Sousa’s pessimistic view about mechanical music and its potential malefic on music as an art form stems from concerns about technology and its growing role in society. Sousa is a bit of a luddite concerning automatic music, predicating it will take away the incentive to learn music in the home and play at an amateur level. He goes on to state, “It is simply a question of time when the amateur disappears entirely, and with him a host of vocal and instrumental teachers,” revealing his concern about jobs disappearing at the hands of mechanical music. Another issue Sousa has with mechanical music is the lack of copyright laws to protect the intellectual property of composers. This is particularly damaging when music is being reproduced at a fast rate all over the country without any government monitoring, as it was at this time. I think that artists in the music industry today struggle with a similar issue when dealing with streaming services. Beyoncé and Taylor Swift taking their music off of traditional streaming services a few years ago was an example of artists fighting back against creative theft, which I’m sure Sousa would approved of.
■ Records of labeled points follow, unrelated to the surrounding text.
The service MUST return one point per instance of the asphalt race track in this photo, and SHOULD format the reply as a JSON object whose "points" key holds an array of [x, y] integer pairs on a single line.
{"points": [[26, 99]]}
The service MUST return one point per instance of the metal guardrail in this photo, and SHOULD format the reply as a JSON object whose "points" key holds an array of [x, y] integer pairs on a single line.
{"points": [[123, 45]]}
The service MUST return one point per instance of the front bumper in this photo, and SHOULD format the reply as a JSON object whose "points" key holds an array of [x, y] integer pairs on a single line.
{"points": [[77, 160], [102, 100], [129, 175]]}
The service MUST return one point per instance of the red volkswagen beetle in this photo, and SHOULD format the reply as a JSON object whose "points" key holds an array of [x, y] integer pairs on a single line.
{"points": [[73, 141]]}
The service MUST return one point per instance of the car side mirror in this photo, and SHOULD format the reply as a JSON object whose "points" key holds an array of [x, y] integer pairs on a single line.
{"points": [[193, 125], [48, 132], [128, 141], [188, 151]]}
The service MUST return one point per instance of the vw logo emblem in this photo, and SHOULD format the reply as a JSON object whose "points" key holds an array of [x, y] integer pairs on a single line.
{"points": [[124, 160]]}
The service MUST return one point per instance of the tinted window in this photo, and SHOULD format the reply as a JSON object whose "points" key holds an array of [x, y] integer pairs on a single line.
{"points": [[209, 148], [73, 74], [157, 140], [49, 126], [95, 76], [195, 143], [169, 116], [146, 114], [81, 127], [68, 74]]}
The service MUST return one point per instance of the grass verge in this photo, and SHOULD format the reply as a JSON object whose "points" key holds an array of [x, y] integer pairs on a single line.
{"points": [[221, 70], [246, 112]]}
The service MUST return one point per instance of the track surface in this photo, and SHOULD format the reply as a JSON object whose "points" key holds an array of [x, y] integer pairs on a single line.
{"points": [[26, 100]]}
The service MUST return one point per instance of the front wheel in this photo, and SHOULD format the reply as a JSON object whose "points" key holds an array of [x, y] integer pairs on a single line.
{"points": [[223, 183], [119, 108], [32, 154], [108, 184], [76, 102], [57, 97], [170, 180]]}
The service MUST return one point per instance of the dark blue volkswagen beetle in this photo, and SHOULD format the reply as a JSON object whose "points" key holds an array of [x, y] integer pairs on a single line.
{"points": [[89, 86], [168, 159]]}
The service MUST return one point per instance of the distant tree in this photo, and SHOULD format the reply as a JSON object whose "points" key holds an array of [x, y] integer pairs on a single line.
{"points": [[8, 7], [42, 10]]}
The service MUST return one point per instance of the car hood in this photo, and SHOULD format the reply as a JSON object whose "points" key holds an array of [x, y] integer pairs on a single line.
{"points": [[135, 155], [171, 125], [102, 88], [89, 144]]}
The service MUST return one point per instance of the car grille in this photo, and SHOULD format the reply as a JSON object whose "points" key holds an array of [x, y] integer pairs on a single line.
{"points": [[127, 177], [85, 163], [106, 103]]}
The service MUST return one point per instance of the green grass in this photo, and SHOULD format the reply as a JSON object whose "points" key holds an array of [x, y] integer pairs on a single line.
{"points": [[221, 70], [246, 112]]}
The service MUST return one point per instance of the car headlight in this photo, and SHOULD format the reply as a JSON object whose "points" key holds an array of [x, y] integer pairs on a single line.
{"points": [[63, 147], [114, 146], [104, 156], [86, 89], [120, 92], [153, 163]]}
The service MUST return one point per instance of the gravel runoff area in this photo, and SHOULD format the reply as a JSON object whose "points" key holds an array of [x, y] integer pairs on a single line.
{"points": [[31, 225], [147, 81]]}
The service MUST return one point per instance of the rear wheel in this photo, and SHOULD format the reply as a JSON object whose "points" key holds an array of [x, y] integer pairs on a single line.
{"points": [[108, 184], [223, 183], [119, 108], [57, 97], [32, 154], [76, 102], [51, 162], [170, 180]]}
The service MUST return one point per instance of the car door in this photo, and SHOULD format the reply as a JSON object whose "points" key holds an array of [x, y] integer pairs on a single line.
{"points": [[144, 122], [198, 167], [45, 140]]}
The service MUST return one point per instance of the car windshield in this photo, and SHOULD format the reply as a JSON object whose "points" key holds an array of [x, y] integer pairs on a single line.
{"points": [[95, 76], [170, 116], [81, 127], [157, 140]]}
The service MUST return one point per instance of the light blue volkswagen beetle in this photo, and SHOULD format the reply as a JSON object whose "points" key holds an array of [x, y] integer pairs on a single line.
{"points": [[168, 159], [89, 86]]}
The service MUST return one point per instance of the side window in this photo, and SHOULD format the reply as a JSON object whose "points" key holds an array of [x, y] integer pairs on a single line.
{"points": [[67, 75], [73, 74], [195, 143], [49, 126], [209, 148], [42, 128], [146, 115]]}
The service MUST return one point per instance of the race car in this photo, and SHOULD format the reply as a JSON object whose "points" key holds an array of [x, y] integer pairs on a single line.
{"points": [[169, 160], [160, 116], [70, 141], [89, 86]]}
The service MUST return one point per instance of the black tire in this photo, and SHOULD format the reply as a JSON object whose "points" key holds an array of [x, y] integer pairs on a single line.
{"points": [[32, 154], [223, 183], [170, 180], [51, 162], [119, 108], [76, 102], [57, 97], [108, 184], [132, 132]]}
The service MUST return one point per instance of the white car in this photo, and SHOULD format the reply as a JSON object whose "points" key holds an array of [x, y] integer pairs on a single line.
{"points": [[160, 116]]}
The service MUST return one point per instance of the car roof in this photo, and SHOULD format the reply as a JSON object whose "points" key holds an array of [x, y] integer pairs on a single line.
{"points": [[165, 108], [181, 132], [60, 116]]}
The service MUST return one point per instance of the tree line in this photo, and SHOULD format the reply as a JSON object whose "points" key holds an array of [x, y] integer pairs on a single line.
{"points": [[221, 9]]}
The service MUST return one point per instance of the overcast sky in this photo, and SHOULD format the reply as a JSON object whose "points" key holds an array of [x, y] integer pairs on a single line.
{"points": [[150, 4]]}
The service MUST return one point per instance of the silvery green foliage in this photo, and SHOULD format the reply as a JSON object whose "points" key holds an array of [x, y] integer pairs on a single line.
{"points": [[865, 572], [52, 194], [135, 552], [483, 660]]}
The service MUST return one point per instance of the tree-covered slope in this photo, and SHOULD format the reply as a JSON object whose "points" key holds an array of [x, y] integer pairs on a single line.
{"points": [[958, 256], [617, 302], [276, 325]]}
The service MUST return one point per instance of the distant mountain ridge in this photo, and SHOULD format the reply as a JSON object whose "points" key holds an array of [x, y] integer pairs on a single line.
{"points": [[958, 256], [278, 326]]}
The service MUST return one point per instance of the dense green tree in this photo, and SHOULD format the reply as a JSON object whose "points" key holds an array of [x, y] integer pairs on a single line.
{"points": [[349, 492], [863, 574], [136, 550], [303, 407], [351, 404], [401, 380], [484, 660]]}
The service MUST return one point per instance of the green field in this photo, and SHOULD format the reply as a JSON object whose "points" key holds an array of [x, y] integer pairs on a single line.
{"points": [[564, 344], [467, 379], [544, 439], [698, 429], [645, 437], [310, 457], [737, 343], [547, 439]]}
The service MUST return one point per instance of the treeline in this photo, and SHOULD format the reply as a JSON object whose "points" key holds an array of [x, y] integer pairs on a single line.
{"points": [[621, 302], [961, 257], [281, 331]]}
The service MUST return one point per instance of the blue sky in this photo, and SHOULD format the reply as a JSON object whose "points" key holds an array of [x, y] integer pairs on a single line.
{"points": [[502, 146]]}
While observing the many uncommon items in special collections, I gravitated towards Dale’s personal scrapbook of Beatles memorabilia. I of course know about Beatlemania, but that book of articles, tickets stubs, and even a piece of John Lennon’s cigarette, is a tangible example of an infatuation I have never seen the likes of. I flipped through, coming across an article titled, “Girls, Here’s How Beatles Rate You,” and thinking I was going to be subjected to a sexist sort of article, I was happy to discover the title was an early version of clickbait! Instead, I found an interesting firsthand account of the Beatle’s impressions of the states after their first visit in 1964. They described how American girls look way older than girls in the UK, but that English and French teens have better fashion. They also say that New York City was cool, but that they were really smitten with Florida. I think this is funny, because all of my family from Ireland is oddly fond of Florida as well. The Beatles go on to argue about what made them famous in the states, John and Paul insisting it was their music and Ringo saying it was probably their haircuts. This article was a neat primary source that provides an idea of what the early days of the Beatles were like.
Page 138 and 139 describe the phonograph as a tool for education. French conjugations and German phrases that once vexed children are now, with the assistance of the phonograph, a point of jubilation and mental stimulation. Expressing gleefully, “new ideas appeal to children just as much as grown-ups,” the writer indicates entertainment and simultaneous education as a previously untapped concept. I think this sentiment is naturally appealing to parents who desire betterment of their children and wish to provide through the best learning tools. The emphasis on one’s children and the phonograph is further exhibited on page 143, when the writer’s cousin Smith made a recording, and subsequently died seven days later. The once silly and lighthearted recording became Smith’s father’s “choicest possession on earth”. Today, if you ask someone what they would save if their house was burning down, they would usually say family photos and home videos. These cylinders of your child singing a song or your deceased family members talking seem to be the historical equivalent to today’s family photos. The use of the phonograph as an education tool and a way to preserve the voice of your loved ones align very well with Edison’s advertisement for the many uses of the phonograph. The writer’s review is really just a more personal version of Edison’s advertisement.